Exploiting Graph Cutsets for Sampling-Based Approximations in Bayesian Networks
Submitted in partial satisfaction of the requirements for the degree of Doctor Of Philosophy in Information and Computer Science Bozhena Bidyuk
Automated reasoning with graphical models has found many practical applications in domains such as planning, vision, speech recognition, genetic linkage analysis, diagnostics, and many others. Graphical models, combining graph theory and probability theory, facilitate a compact and structured representation for problems with uncertainty and provide a mechanism for answering queries such as computing the probability of an event given observations.

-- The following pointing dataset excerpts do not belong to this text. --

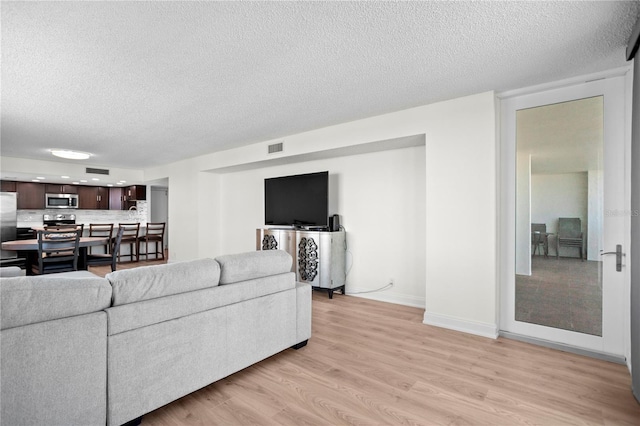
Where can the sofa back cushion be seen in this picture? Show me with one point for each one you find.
(150, 282)
(252, 265)
(34, 299)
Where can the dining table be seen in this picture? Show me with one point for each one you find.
(28, 249)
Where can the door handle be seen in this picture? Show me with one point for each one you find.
(618, 254)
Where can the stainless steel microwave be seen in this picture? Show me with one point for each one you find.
(61, 201)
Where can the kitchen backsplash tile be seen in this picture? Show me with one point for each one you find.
(28, 218)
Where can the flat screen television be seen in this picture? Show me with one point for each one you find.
(298, 201)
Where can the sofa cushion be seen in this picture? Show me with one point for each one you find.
(254, 264)
(33, 299)
(150, 282)
(149, 312)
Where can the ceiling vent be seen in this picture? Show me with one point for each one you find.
(97, 171)
(276, 147)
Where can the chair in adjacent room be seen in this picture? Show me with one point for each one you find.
(539, 239)
(101, 230)
(130, 237)
(110, 257)
(570, 235)
(57, 251)
(155, 236)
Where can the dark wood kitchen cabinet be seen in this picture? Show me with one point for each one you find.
(30, 195)
(93, 197)
(8, 186)
(54, 188)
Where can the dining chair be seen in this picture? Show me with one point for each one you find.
(101, 230)
(110, 257)
(569, 235)
(79, 227)
(154, 235)
(539, 237)
(57, 251)
(130, 237)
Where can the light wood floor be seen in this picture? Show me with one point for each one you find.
(374, 363)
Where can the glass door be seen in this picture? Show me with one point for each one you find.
(564, 155)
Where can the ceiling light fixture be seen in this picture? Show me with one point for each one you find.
(70, 155)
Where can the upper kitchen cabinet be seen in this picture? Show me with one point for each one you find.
(8, 186)
(93, 197)
(54, 188)
(135, 193)
(30, 195)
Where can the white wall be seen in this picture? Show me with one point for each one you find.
(559, 195)
(523, 213)
(381, 201)
(459, 264)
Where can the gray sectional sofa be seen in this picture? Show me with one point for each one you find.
(77, 349)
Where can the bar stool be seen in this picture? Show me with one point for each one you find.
(130, 237)
(101, 230)
(154, 235)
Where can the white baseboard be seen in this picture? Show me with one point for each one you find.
(381, 296)
(459, 324)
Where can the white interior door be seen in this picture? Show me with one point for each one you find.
(530, 181)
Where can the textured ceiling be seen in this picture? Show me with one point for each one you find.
(142, 84)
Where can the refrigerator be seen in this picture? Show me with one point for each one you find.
(9, 221)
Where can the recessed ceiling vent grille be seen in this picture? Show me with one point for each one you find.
(276, 147)
(97, 171)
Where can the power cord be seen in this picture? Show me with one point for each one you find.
(373, 291)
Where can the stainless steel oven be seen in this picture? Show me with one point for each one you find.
(61, 201)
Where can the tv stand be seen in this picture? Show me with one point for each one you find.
(319, 257)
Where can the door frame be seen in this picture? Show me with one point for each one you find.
(615, 345)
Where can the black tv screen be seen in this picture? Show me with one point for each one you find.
(300, 200)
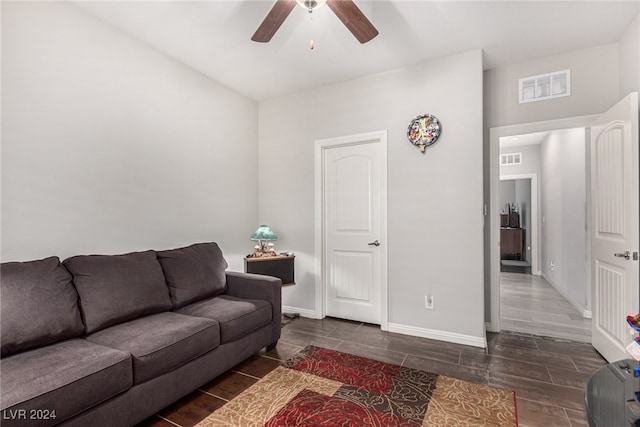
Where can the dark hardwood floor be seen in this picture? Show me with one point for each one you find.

Several exact algorithms for reasoning with graphical models exist. However, exact computation is not always possible due to prohibitive time and memory demands. In general, computing exact posterior marginals and even approximating posterior marginals within a desired degree of precision is NP-hard. In practice, we often choose methods that can quickly compute approximate answers to Bayesian queries, trading accuracy for speed. Approximation methods include algorithms for approximate inference, stochastic sampling, network simplifications (simplifying the structure of the underlying graph), and variational approximations. We often obtain a more flexible computation scheme, balancing complexity and accuracy, by combining exact and approximate computation. This dissertation focuses on combining search with existing sampling and bounding methods yielding two new schemes for approximating and bounding posterior marginals in Bayesian networks. Those two new schemes, cutset sampling and any-time bounds, exploit the network structure to bound the complexity of exact computation.
Cutset sampling for computing approximate posterior marginals samples only a subset of variables, a cutset of the underlying graph. Since reducing the size of the sampling set results in lower sampling variance, cutset-based sampling converges faster than sampling on a full set of variables. Two variants of cutset sampling algorithm were developed. One, based on Gibbs sampling, is a general approach to collapsed Gibbs sampling in Bayesian networks. The second algorithm implements the likelihood weighting on a cutset. The proposed any-time bounds framework is an any-time scheme for computing bounds on posterior marginals. It enumerates a subset of cutset tuples and performs exact inference over these tuples and then bounds the remaining probability mass.
Both methods exploit the problemís underlying network structure to control the time and space complexity of the computations. They focus on finding a cutset of the graph such that the complexity of exact reasoning is bounded when the cutset variables are assigned. The dissertation proposes a new algorithm for finding a minimum cost cutset that yields the specified complexity bound on exact inference.